Ogden Standard Examiner, 17 December 1912, page 7

From the results of a little spree, after abstaining from liquor for two years, George Tewey, an express clerk, found it necessary to pay a fine of $10 for disturbing the peace.

According to the testimony offered, Tewey walked into the confectionery stand near the Cherry theater, on Twenty-fifth street. The proprietress, Mrs. Kate Linderman, came to wait on him but he made known the fact that he was just a visitor and did not wish to purchase anything. When his actions became objectionable, Mrs. Linderman called to her clerk, Walter Nelson, and complained that the man had insulted her. Nelson ordered the man to leave the place.

Evidently Tewey was not feeling in good humor for on hearing this order to get out, he made a dash for Nelson and “pushed him in the face.” Not content with doing the pushing, he seized the clerk by the neck and forced him against the counter so hard that the case was tipped over. It was at this point of the conflict that the police were summoned.

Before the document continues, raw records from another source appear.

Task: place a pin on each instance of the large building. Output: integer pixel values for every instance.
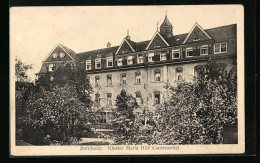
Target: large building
(143, 68)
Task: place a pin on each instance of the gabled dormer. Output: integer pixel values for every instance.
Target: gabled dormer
(60, 53)
(197, 33)
(166, 28)
(125, 47)
(157, 42)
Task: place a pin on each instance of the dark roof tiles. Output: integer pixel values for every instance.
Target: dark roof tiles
(218, 34)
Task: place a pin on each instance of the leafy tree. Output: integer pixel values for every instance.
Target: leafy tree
(196, 112)
(56, 113)
(20, 70)
(124, 122)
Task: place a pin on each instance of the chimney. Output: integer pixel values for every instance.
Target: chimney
(108, 45)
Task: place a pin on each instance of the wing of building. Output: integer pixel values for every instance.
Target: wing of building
(143, 68)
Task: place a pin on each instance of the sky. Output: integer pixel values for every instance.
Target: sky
(35, 31)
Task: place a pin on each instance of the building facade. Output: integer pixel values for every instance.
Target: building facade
(144, 68)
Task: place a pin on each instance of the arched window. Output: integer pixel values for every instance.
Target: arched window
(197, 70)
(157, 98)
(138, 77)
(97, 98)
(157, 75)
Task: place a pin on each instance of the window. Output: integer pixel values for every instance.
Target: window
(97, 81)
(109, 99)
(129, 60)
(197, 70)
(138, 97)
(119, 61)
(97, 98)
(157, 97)
(156, 46)
(62, 55)
(163, 56)
(220, 48)
(110, 62)
(157, 75)
(102, 117)
(98, 63)
(189, 52)
(179, 73)
(51, 67)
(176, 53)
(88, 64)
(55, 55)
(204, 50)
(140, 58)
(150, 57)
(123, 79)
(138, 77)
(109, 80)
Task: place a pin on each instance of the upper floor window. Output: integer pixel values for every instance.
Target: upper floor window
(51, 67)
(110, 62)
(157, 98)
(129, 60)
(88, 64)
(109, 99)
(120, 62)
(109, 80)
(138, 97)
(156, 46)
(197, 70)
(138, 77)
(140, 59)
(204, 50)
(163, 56)
(97, 81)
(150, 57)
(54, 55)
(98, 63)
(97, 98)
(62, 55)
(157, 75)
(179, 73)
(220, 48)
(123, 79)
(189, 52)
(176, 53)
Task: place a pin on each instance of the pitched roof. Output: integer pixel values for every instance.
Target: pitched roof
(166, 22)
(93, 54)
(218, 34)
(71, 52)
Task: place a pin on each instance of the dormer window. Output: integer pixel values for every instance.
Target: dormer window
(150, 57)
(140, 59)
(189, 52)
(110, 62)
(51, 67)
(129, 60)
(163, 56)
(98, 63)
(62, 55)
(175, 53)
(120, 62)
(156, 46)
(196, 39)
(204, 50)
(55, 55)
(88, 64)
(220, 48)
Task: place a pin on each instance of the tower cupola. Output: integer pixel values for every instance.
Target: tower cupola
(166, 28)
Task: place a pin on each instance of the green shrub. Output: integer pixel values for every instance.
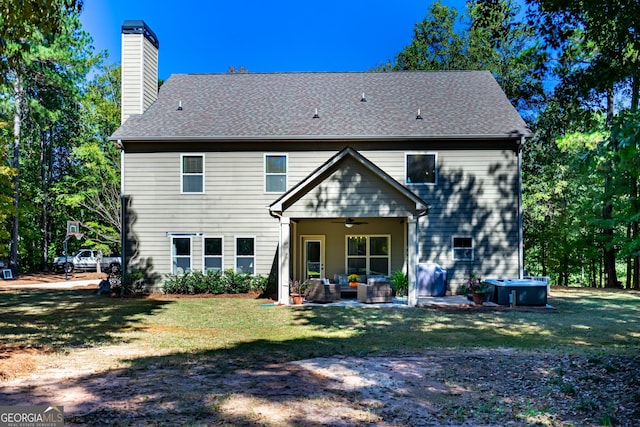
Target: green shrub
(133, 282)
(400, 283)
(214, 282)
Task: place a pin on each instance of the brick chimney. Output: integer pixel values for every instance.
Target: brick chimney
(139, 68)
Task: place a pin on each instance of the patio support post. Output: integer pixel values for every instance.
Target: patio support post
(283, 260)
(412, 264)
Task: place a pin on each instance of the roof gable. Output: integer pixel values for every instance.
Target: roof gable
(453, 104)
(342, 187)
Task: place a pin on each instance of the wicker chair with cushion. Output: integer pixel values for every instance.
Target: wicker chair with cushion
(320, 290)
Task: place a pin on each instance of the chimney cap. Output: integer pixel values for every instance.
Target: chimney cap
(138, 26)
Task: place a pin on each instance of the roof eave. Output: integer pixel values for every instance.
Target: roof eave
(271, 138)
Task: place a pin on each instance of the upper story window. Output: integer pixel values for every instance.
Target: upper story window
(275, 173)
(421, 168)
(463, 248)
(192, 173)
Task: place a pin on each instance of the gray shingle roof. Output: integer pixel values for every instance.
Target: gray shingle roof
(453, 104)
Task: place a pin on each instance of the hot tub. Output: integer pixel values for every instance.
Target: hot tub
(528, 291)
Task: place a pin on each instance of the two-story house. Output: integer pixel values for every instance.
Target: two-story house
(316, 174)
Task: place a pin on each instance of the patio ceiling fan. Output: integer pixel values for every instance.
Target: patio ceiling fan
(350, 222)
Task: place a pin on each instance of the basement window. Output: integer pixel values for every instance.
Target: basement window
(463, 249)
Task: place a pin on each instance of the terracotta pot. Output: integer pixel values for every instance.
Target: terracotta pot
(478, 299)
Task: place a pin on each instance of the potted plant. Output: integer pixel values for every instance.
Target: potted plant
(297, 290)
(475, 287)
(400, 283)
(353, 279)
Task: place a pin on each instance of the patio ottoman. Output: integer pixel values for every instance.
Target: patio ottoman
(374, 291)
(323, 292)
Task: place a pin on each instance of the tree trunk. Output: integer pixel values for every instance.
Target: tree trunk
(610, 275)
(17, 124)
(44, 188)
(635, 225)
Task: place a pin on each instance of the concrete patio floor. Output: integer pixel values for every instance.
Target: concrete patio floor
(447, 301)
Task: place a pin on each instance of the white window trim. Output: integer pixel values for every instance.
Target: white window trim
(453, 248)
(286, 173)
(182, 174)
(368, 255)
(413, 153)
(235, 252)
(204, 256)
(171, 256)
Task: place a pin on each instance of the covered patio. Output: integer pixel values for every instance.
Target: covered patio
(348, 216)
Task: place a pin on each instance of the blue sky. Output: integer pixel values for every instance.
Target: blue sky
(280, 35)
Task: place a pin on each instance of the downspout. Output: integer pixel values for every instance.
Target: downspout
(520, 220)
(283, 281)
(123, 211)
(412, 295)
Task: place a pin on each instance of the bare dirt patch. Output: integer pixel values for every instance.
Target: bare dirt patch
(52, 277)
(453, 388)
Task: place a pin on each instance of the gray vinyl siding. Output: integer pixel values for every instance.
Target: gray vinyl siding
(476, 196)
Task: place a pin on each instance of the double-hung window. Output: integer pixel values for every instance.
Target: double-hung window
(275, 173)
(180, 255)
(192, 173)
(213, 254)
(421, 168)
(463, 249)
(246, 255)
(369, 255)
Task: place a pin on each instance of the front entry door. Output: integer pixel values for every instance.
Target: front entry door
(313, 257)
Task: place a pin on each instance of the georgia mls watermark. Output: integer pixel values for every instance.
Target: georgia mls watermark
(31, 416)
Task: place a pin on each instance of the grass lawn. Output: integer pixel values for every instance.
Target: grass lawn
(585, 321)
(234, 361)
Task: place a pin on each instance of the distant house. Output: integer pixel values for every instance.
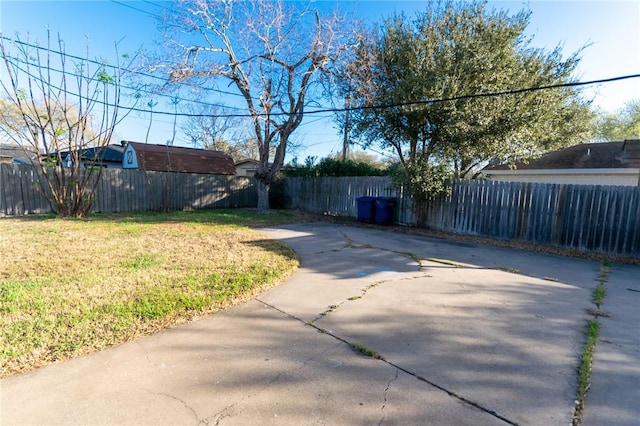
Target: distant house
(609, 163)
(176, 159)
(108, 157)
(16, 154)
(246, 167)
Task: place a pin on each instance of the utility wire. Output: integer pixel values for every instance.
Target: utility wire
(358, 108)
(106, 65)
(363, 107)
(136, 9)
(135, 89)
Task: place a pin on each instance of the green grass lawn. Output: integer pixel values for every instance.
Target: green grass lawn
(71, 287)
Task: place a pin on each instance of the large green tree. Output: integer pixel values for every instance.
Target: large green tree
(424, 87)
(620, 125)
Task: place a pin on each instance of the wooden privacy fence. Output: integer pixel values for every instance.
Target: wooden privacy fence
(590, 218)
(129, 190)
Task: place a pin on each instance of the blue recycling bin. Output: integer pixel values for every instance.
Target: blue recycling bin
(366, 209)
(385, 210)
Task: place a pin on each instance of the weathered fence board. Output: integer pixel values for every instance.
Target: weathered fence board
(585, 217)
(129, 190)
(592, 218)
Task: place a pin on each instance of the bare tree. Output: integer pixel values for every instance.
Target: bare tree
(271, 52)
(210, 129)
(58, 108)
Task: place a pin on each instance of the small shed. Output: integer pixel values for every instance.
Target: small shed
(165, 158)
(246, 167)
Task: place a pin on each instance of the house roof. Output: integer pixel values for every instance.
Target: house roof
(16, 152)
(247, 161)
(607, 155)
(184, 160)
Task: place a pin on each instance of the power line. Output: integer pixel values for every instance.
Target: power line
(107, 65)
(478, 95)
(357, 108)
(365, 107)
(136, 9)
(135, 89)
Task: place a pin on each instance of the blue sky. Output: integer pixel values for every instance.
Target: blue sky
(612, 28)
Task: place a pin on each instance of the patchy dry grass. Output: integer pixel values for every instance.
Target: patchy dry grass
(71, 287)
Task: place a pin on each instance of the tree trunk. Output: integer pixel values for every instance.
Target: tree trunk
(263, 196)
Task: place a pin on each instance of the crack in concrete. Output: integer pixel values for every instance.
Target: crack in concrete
(398, 367)
(350, 243)
(184, 403)
(384, 404)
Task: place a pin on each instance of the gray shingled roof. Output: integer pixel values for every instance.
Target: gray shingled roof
(607, 155)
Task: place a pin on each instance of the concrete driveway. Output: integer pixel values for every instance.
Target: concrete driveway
(362, 334)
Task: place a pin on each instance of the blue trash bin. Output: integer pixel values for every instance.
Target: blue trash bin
(366, 209)
(385, 210)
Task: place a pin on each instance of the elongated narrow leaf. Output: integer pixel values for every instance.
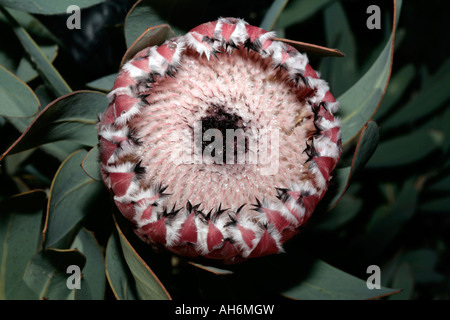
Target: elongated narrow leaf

When Tewey took the stand he said “the disturbance was a misty recollection to him.” He remembered that he was drunk and he also remembered that he was hit on the head with a club, but the other details were cloudy. He showed the bump on his head to the judge who felt it to determine its size.

In summing up the case, Judge Reeder stated that, in view of the fact that the prisoner had suffered the most damage, he was inclined to be lenient and recorded a $10 fine.